Man holds open pocket with no money in it

15m at risk of undersaving for retirement – Pensions Commission

Low and middle earners, the self employed, and women are not saving enough money for retirement leaving large groups of society facing a “severe cliff-edge” when they retire.

An interim report on the state of retirement by the Pensions Commission has identified an estimated 15 million people are under-saving for retirement; potentially reaching 19 million without action, warned the Department for Work and Pensions.

The commission was set up as part of government’s wider reforms to the pensions system to “help more people retire with dignity” and follows in the footsteps of the work of the 2002 to 2006 which recommended automatic enrolment into pension saving. That move resulting in 89% of eligible employees now saving into their pensions, up from 55% in 2012.

The interim report sets the direction for further work to improve retirement outcomes ahead of the final recommendations in 2027.

The findings of the interim report identify law and middle income earners are at most risk, with around half saving only at minimum automatic enrolment levels with little else to fall back on. Just under half (45%) of working-age adults – around 18 million people – are not saving into a pension at all, despite nearly half of them being in work.

Just 4% of  self-employed workers are saving for retirement, with the percentage even lower among younger self-employed people.

For those who are saving into private pensions, as many as three in ten of the funds are being accessed at the earliest possible opportunity, with half of the amounts saved taken out in full. Large expenses like a car, holiday or renovations are swallowing up around 50% of these lump sums.

The report suggests there is a need for the system to evolve to meet modern working lives, with final recommendations to be published in early 2027.

The pensions commissioner, Baroness Jeannie Drake, said: “Over the past two decades since the Turner Commission there is no doubt pensions reform can be described as a success. Yet the second Pensions Commission is looking forward and seeing many people not saving enough and millions not saving at all. This demands a renewed national settlement on pensions.
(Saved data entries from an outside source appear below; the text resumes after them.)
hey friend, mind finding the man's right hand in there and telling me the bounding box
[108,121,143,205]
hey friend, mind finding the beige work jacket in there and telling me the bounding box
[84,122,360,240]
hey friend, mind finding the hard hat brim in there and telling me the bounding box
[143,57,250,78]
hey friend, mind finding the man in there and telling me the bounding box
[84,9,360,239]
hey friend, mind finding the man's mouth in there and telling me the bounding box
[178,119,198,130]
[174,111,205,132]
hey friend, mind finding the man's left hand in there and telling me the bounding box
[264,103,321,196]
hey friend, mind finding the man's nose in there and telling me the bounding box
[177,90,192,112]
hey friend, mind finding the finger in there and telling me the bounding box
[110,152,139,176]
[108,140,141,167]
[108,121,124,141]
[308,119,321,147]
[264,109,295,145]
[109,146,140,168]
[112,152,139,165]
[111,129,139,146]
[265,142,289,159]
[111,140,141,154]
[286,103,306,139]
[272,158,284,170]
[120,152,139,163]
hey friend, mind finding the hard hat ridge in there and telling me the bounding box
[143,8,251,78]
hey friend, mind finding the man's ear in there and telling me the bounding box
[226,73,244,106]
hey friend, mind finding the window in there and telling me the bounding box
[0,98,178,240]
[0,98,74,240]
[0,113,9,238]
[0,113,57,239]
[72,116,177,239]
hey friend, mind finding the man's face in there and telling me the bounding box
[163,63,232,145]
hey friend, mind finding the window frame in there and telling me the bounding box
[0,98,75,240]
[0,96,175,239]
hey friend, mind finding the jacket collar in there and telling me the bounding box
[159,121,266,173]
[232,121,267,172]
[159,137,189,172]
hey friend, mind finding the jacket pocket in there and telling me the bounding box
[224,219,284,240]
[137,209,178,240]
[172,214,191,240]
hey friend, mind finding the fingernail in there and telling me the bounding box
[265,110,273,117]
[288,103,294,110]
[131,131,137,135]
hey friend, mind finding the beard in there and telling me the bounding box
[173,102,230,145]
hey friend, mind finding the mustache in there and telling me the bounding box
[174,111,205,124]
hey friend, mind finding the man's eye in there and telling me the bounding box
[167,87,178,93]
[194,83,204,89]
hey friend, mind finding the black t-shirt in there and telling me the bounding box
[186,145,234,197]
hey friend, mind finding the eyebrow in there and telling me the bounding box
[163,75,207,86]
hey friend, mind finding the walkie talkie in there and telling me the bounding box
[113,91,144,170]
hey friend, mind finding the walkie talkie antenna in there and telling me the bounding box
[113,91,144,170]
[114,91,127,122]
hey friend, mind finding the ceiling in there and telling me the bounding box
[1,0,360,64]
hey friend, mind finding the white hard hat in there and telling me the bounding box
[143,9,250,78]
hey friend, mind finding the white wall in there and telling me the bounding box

“Achieving this will require clarity of purpose, but it also offers a moment of opportunity; to renew a social contract that commands confidence across the country. The recommendations we present in our final report will address the need to secure adequate income in later life and a pension system that is fit for decades to come.”

Minister for Pensions Torsten Bell MP, added: “Britain has got back into the pension saving habit, but the job is only half done with tomorrow’s pensioners still on track to be poorer than today’s. The Pensions Commission sets out clearly the scale of the challenge: not enough people are saving for retirement, and many of those that are aren’t saving enough.

“The Commission warns that without action millions more people could be at risk of becoming reliant on state support in retirement.”

The government says it is working to reform the pension landscape with the implementation of the The Pension Schemes Act, passed this month, which will benefit 22 million workers by up to £29,000 by the time they retire, driving down costs, boosting returns and enabling the automatic consolation of small pension pots to ensure “every pound saved works harder for working people”.